In 2015, she earned a Master of Business Administration (MBA) from Hult International Business School

== Marriage and issue ==
On 31 December 2021, the royal court announced that Princess Fadzilah was engaged to Abdullah Al-Hashimi. It is not known how long the couple have been in a relationship but Abdullah has been friends with her brother, Prince Mateen, since at least 2012.

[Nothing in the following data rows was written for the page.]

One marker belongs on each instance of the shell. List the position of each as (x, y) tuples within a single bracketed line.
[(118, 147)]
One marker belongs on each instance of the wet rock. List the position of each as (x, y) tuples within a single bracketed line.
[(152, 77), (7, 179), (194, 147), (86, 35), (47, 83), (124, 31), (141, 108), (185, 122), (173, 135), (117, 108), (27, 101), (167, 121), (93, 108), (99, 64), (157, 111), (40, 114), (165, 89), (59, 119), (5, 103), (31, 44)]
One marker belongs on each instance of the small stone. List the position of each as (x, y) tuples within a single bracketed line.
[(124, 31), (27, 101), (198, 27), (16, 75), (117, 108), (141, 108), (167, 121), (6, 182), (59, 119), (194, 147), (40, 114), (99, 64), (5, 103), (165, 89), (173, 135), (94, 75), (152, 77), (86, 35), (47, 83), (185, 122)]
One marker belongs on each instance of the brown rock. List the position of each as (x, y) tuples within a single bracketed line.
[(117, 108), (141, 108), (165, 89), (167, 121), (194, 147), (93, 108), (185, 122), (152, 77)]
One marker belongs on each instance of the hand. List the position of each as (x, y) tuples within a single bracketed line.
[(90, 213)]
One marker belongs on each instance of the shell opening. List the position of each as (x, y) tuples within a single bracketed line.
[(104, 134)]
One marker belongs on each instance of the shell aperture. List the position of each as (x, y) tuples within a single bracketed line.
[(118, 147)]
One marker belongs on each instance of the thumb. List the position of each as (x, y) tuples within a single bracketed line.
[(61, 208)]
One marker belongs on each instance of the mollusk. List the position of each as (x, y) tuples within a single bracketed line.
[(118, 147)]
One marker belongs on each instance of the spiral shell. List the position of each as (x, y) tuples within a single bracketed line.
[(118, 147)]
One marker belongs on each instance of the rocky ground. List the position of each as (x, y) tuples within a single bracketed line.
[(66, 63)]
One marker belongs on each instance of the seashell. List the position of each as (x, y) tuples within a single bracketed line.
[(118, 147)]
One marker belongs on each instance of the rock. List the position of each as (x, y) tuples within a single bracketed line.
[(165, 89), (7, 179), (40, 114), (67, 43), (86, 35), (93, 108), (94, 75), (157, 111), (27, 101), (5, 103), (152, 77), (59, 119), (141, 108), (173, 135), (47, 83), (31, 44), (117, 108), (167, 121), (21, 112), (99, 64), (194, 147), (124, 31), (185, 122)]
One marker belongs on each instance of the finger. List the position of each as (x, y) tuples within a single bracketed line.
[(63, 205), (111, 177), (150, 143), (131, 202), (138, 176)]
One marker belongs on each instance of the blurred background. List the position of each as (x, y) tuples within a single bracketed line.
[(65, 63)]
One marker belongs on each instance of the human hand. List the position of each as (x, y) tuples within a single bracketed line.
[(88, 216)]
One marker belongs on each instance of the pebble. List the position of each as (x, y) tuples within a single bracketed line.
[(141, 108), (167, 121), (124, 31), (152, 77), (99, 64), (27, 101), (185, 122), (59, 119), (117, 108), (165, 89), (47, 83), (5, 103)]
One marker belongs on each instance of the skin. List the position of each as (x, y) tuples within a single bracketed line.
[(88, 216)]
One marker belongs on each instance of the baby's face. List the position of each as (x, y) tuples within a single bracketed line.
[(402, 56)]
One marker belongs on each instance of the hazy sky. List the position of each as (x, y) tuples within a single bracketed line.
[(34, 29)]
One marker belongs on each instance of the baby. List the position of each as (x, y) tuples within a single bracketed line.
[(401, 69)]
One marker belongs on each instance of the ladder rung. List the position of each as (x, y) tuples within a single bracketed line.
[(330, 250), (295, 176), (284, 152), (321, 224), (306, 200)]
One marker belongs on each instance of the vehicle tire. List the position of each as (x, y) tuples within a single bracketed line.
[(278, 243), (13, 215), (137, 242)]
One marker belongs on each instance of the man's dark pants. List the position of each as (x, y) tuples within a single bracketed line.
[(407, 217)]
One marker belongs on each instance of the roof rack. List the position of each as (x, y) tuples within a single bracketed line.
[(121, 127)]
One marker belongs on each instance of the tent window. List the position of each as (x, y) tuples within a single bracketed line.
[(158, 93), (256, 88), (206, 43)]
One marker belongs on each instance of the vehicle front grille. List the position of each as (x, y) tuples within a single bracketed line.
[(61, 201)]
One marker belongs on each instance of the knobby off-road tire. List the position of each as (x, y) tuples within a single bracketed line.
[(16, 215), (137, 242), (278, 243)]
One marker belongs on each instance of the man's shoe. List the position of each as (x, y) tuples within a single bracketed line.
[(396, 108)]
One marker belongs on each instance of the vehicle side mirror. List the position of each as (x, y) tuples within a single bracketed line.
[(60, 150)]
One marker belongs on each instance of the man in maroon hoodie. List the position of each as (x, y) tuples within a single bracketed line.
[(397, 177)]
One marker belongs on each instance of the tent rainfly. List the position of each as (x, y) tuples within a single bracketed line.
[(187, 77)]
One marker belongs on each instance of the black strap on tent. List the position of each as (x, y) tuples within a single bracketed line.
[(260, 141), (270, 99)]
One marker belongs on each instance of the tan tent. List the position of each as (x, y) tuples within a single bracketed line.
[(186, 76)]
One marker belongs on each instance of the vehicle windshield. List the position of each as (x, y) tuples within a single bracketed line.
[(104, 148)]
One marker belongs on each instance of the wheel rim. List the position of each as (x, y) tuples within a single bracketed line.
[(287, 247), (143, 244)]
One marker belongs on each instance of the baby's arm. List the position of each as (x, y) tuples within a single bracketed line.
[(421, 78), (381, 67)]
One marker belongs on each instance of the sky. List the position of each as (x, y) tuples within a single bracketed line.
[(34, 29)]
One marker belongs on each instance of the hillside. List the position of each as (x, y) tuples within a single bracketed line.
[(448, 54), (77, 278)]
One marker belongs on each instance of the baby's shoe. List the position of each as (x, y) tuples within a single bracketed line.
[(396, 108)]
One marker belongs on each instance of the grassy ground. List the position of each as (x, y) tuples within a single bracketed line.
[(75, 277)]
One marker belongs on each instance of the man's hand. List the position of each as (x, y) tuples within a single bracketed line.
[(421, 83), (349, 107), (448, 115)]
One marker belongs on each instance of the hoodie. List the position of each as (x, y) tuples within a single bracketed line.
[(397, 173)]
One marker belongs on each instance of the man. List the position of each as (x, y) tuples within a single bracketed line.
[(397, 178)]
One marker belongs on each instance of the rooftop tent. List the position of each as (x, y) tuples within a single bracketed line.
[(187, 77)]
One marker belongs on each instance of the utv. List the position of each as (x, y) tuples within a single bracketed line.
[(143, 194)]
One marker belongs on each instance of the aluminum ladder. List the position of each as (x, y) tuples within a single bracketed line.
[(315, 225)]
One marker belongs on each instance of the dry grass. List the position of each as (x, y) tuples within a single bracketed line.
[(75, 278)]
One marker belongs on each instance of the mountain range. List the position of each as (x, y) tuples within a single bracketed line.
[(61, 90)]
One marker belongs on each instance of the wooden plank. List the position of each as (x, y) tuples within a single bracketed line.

In January 2022, Princess Fadzilah and Abdullah married in a ten day celebration from the 16th to the 25th. The Majlis Istiadat Berbedak Pengantin Diraja or powdering ceremony was held on the 19th at Istana Nurul Iman. Fadzilah and Abdullah wore traditional red outfits and their families applied scented powder and oils to their hands to bless them. The next day was the Majlis Istiadat Akad Nikah Diraja or solemnisation ceremony at Omar Ali Saifuddien Mosque where they were officially married. The Majlis Bersanding Pengantin Diraja was on the 23rd. They wore matching white outfits with blue details and Princess Fadzilah wore a diamond tiara borrowed from Queen Saleha. The last big event was the Majlis Persantapan Diraja which was a large banquet at Istana Nurul Iman on the 24th. The couple again wore matching outfits this time in blue-gray with Princess Fadzilah wearing a diamond and emerald tiara borrowed from Queen Saleha. All of Princess Fadzilah's wedding dresses were designed by Bernard Chandran.

On 2 October 2024, Princess Fadzilah gave birth to a daughter at Portland Hospital in London, United Kingdom. Her full name and title is Yang Amat Mulia Pengiran Anak Daniya Rahmatul Bolkiah binti Pengiran Suami Abdullah Al-Hashimi.

== Sports career ==
She has been nicknamed 'Fadz' by her teammates in the netball national team and sometimes referred to as the 'Sporty Princess' by the media.

As the national team's official prior to the 29th Southeast Asian (SEA) Games in Kuala Lumpur, she praised the efforts put into preparations and progress. Fad made her national team debut as a WA in the 2018 Asian Netball Championship, where the team concluded the tournament in the 8th place. On 14 April 2019, she and Rocketeers team emerged champions of the President's Cup Netball Tournament held at the Multi-Purpose Hall of the Hassanal Bolkiah National Sports Complex.

She captained the national netball team and took part in the 2019 Southeast Asian Games which was held in Laguna, Philippines. They returned from the tournament with bronze medals with Prince Sufri Bolkiah as the awardee. After the team's bronze win, she alongside her team received cash incentive through the government's Sports Excellence Incentive Scheme.

== Royal duties ==
Princess Fadzilah regularly attends public and private celebrations around the country.

== Titles, style and honours ==

===Title and style===
Her full title and style is Yang Teramat Mulia Paduka Seri Pengiran Anak Puteri Fadzilah Lubabul Bolkiah binti Kebawah Duli Yang Maha Mulia Paduka Seri Baginda Sultan Haji Hassanal Bolkiah Mu'izzaddin Wad'daulah It is usually translated in English as Her Royal Highness Princess Fadzilah of Brunei.

=== Honours ===
====National====
- Royal Family Order of the Crown of Brunei (DKMB)
- Sultan Hassanal Bolkiah Medal (PHBS)
- National Day Silver Jubilee Medal (23 February 2009)
- Sultan of Brunei Golden Jubilee Medal (5 October 2017)
- Sultan of Brunei Silver Jubilee Medal (5 October 1992)

==== Foreign ====
- Thailand :
  - Dame Grand Cross of the Order of the White Elephant (MPCh (GCE); 26 August 2002)

=== Namesakes ===
- Pengiran Anak Puteri Fadzilah Lubabul Bolkiah Religious School, a religious school in Kampong Kupang.